Secondly, the 'big picture' looks good. Per IC Insights, the global production capacity is expected to increase 22.68% from 19.49 million wafers in 2019 to 23.91 million wafers in 2022.
With demand exceeding supply, computer chips' prices will gradually rise. For instance, all 5G smartphones' shipments in different global regions will be expected to grow over 50% in 2021. Greater China has the highest shipment volumes. Resulting from the strong demand, many firms, like Taiwan's Wafer Works Corporation, have raised products' prices since the first quarter of 2021.

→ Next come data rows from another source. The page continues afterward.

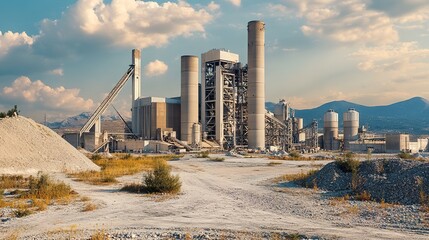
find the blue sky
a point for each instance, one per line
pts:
(62, 57)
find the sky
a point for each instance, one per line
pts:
(60, 58)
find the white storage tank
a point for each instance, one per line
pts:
(351, 127)
(330, 130)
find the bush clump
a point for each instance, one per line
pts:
(204, 154)
(160, 180)
(348, 163)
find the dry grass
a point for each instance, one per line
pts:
(85, 199)
(273, 163)
(335, 201)
(385, 205)
(13, 181)
(89, 207)
(298, 178)
(158, 180)
(100, 235)
(363, 196)
(35, 194)
(120, 166)
(217, 159)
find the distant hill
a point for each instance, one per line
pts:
(409, 116)
(78, 121)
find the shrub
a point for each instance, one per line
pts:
(89, 207)
(160, 180)
(405, 155)
(295, 155)
(204, 154)
(217, 159)
(43, 187)
(22, 212)
(96, 157)
(299, 178)
(348, 163)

Xiaomi's internal capabilities
Even though Xiaomi's self-made chips have been experiencing difficulties, its massive investments in the semiconductor area have helped it to earn profits. By the end of 2020, Xiaomi had invested CNY 48 billion in over 310 firms, which, to date, has helped it get CNY 67.3 billion in investment value. Additionally, Xiaomi has invested in over 35 firms related to the semiconductor industry, prioritizing radio frequency (RF) related startups. The RF front-end market has large growth potential, with its market size projected to reach USD 25.8 billion in 2025.
Secondly, Xiaomi also has R&D advantages. More significantly, when compared with the domestic chip industry, Xiaomi's R&D expenses were much higher than the industry average over the last three years, indicating Xiaomi did take innovation as a priority.
Hurdles on the way
There are three risk factors threatening Xiaomi's future progress. The first issue concerns the firm's historic results: Xiaomi started its chipmaking investments and research in 2014; after over seven years, it has merely released two chips. Also, the mobile phone called Xiaomi Mi 5C loaded with the chip Surge S1 only hit the shelf for seven months and then disappeared. Second, we see a relatively laggard technology development process – Xiaomi entered the semiconductor area much later than Huawei, which has been preparing self-made chips for over ten years. In the semiconductor area, low speed normally results in lackluster chip performance. Last but not least, the investment ban from the US. The US restricted people buying and selling securities related to Xiaomi from January 14, 2021. This might reduce Xiaomi's global effect and profits in the short term.
As the relationship between China and the western world is worsening, more domestic electronics manufacturers are starting to produce essential components themselves.
Xiaomi's track record on building chips was not particularly successful. However, it kept investing in semiconductor firms and improving R&D. In the next few years, we will see whether Surge C1 was a flash in the pan.